5. [Background Controller - Asynchronous] Later, the queued generate task runs. It queries the API server for its trigger resource, the bad-namespace, to get the data needed to generate a new resource.

6. [Background Controller - Asynchronous] The API server responds with a not found error because the bad-namespace was never created. Kyverno logs this failure, correctly reporting that the trigger resource does not exist.

This "not found" error is not a bug; it is a feature of a healthy, observable system. As observability pioneer Charity Majors advocates, we should build systems that are easy to understand and debug. In an eventually consistent, distributed environment like Kubernetes, this log entry is a valuable piece of the audit trail, providing a transparent record of the system's behavior.

The log is a positive signal that confirms two critical actions executed correctly. First, it verifies that the synchronous validate policy successfully blocked the non-compliant resource at the admission stage. Second, it demonstrates that the corresponding asynchronous generate automation was correctly triggered and then safely halted because its trigger resource rightfully never existed.

This log is a feature of transparency, not a flaw. It is the system providing a clear receipt that your security and automation controls are functioning in concert, even across different timing models. It’s the sound of two distinct mechanisms—admission control and background processing—doing their jobs perfectly. The log isn't noise; it's the system telling you its story.

To build resilient GitOps automation and prevent unintended side effects, integrate the following best practices into your generate policy workflow.

First, align generate triggers with validate conditions using precise match and exclude blocks. If a validate policy requires a Namespace to have a team label, the corresponding generate policy should match only on Namespace resources that possess that label. This ensures the generate rule only attempts to run on resources that successfully pass validation, preventing the "not found" error at the source.

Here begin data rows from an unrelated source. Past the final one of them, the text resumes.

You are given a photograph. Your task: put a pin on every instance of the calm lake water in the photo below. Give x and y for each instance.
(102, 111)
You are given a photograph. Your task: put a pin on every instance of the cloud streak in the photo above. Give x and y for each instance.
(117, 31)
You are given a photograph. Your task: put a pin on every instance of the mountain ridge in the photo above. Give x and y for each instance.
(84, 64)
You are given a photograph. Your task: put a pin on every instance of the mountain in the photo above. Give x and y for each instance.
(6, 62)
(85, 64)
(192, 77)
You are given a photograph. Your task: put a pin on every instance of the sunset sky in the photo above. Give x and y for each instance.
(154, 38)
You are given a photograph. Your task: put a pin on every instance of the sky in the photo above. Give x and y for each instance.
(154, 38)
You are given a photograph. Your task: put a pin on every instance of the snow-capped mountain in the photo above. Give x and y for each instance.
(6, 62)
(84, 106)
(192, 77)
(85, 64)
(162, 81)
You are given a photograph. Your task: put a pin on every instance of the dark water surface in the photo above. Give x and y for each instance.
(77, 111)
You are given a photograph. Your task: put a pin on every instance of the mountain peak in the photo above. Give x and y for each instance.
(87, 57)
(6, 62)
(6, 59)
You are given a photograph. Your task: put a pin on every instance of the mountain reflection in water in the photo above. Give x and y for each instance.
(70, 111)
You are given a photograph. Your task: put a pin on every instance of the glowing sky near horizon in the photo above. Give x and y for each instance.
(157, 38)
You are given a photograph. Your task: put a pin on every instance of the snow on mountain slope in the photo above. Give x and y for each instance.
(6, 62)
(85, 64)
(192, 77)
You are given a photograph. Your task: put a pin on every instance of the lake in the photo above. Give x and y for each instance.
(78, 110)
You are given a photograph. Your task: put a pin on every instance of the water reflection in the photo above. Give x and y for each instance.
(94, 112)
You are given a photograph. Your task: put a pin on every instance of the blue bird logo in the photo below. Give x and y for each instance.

Second, always set synchronize: true. This is the key to aligning with GitOps principles, transforming the rule from a one-time action into a continuous reconciliation controller. Kyverno will not only create the resource but also actively monitor it, automatically reverting unauthorized changes or recreating the resource if it's deleted. This guarantees the generated resource's state remains consistent with your policy, enforcing declarative configuration beyond initial creation.

Third, test policies locally with the Kyverno CLI before committing them to Git. Using commands like kyverno apply, you can simulate how policies will behave against sample resources on your workstation. This practice allows you to validate trigger logic and catch unintended side effects early, providing a critical feedback loop that prevents faulty automation from ever reaching the cluster.

Finally, implement strategic monitoring. Treat the "trigger resource not found" log as an informational signal, not an actionable error. Configure your alerting systems to explicitly ignore this specific log entry. This reduces alert fatigue and allows your team to focus on persistent or different generate failures, which indicate genuine problems. By filtering out this expected noise, you ensure that alerts are meaningful and point to real issues requiring intervention.